Engaging the Five-Fold Path: Community
When I first read IU’s strategic plan, I kept returning to the term community of scholars. For me, it was an expectation, a hope, an aspiration. I found myself “dropping” those three words at meetings and in conversations with colleagues. Sometimes, it was a way to remind us why we did the work we did. At other times, it was to challenge us to live up to this idea of community. And, it was a way to help us not feel isolated.
The place where I come from, community means to be in unity with a group of people who are committed to intentionally communing in ways that support our individual and group choices for living and thriving. Sem/sans judgement of each other, and without treating our relationships as transactions. While we may have common goals, we don’t always have to agree on everything.
Community of scholars. The words are an invitation to answer the questions below. Whether or not you have the community you desire right now, I invite you to also reflect on and answer these questions.
- What makes my primary community outside IU thrive?
- Notice that I wrote “primary community” to highlight that we are each part of multiple communities.
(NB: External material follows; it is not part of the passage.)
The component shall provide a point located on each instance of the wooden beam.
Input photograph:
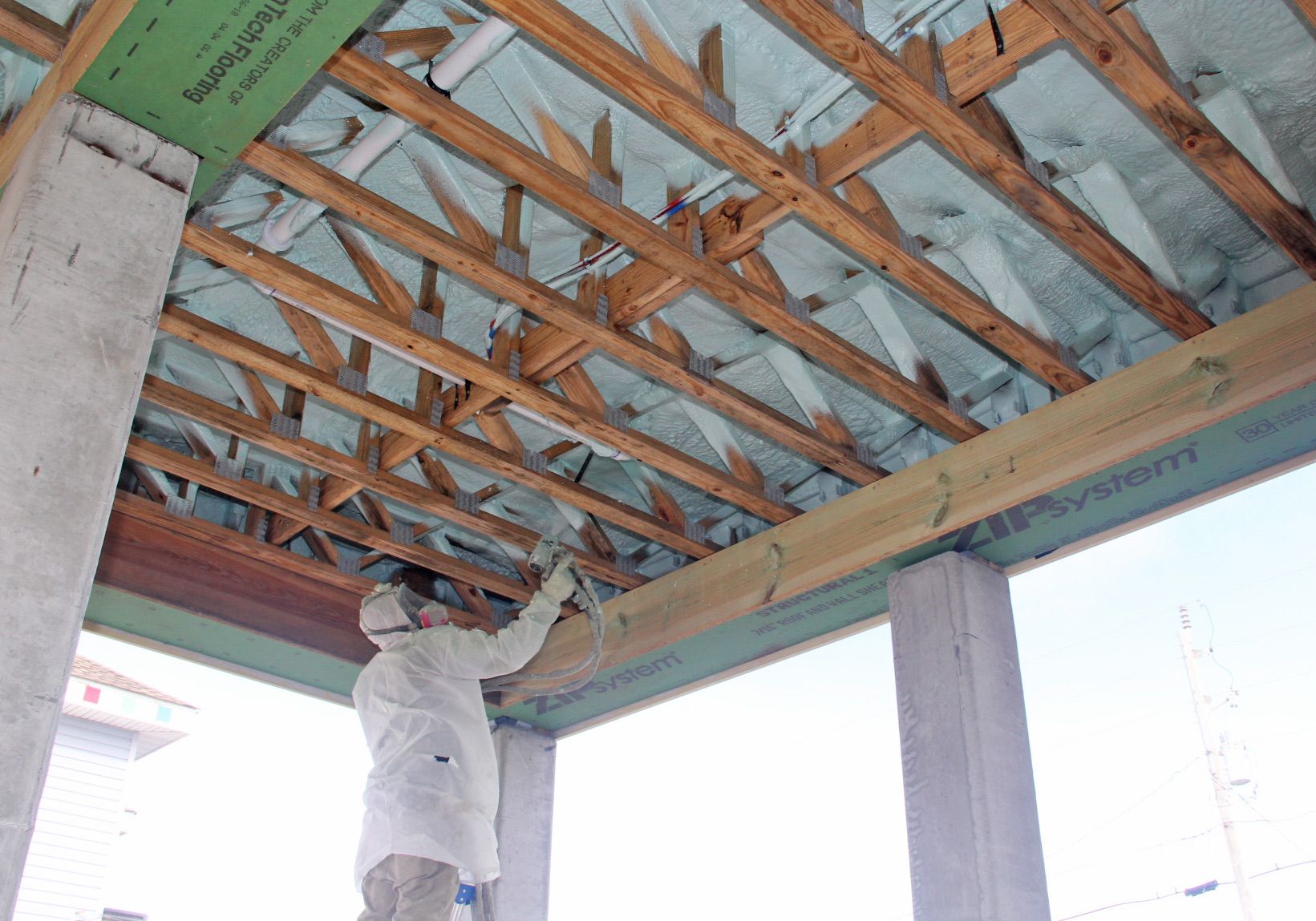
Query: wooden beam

This question invites us to identify a community that is foundational in our lives. This may be family, church, or a group of life-long friends. Your response will provide you with insight into what you are trying to re/create at IU.
- What are some elements of this community that I need/want in my academic community?
- Communities are comprised of different relationships, and each relationship has its own character. This question invites us to define what is essential and/or non-negotiable for us. Some important elements of any relationship include trust and respect. But, they may also include joy and compassion.
- In addition to my academic community, what other types of communities do I want and why?
- We need different types of communities. In the same way that we identify what aspects of our selves mentoring relationships serve, this question invites us to name what parts of ourselves that we need/want to nurture. For example, if you are a parent, would it benefit you to have a community of other parents? Do you like movies? Would being part of a fraternity or sorority, or professional association deepen your cultural connections?
- What aspects of my life do these communities support?
- This question invites us to reflect on the intersections between your life (e.g., family, friends, work) and the people in it. Your response may also let you know if it is time to rest with/from your community, retreat from it, or to find ways to rejuvenate it.
- So, what next?
- Based on your responses, identify at least one person with whom you’d like to be in community. Perhaps it is someone in a writing group or someone who has attended similar events as you. Did their comments interest you? Are you comfortable reaching out to them? If so, send them an email. Or the next time you are in at an event together, ask if they would like to meet to learn more about each other’s works or ideas. If you are not comfortable doing this, ask a colleague, peer, mutual friend, or mentor to introduce you to one another. Commit to at least one meeting and decide from there how you want to move forward.
We all want to be with people and in spaces that welcome us by seeing who we are and inviting us to not be anything different. At the same time, they challenge us to do more than we imagined. By reflecting on what types of communities we need and want – and why – it is possible to get the support we need to thrive in any place.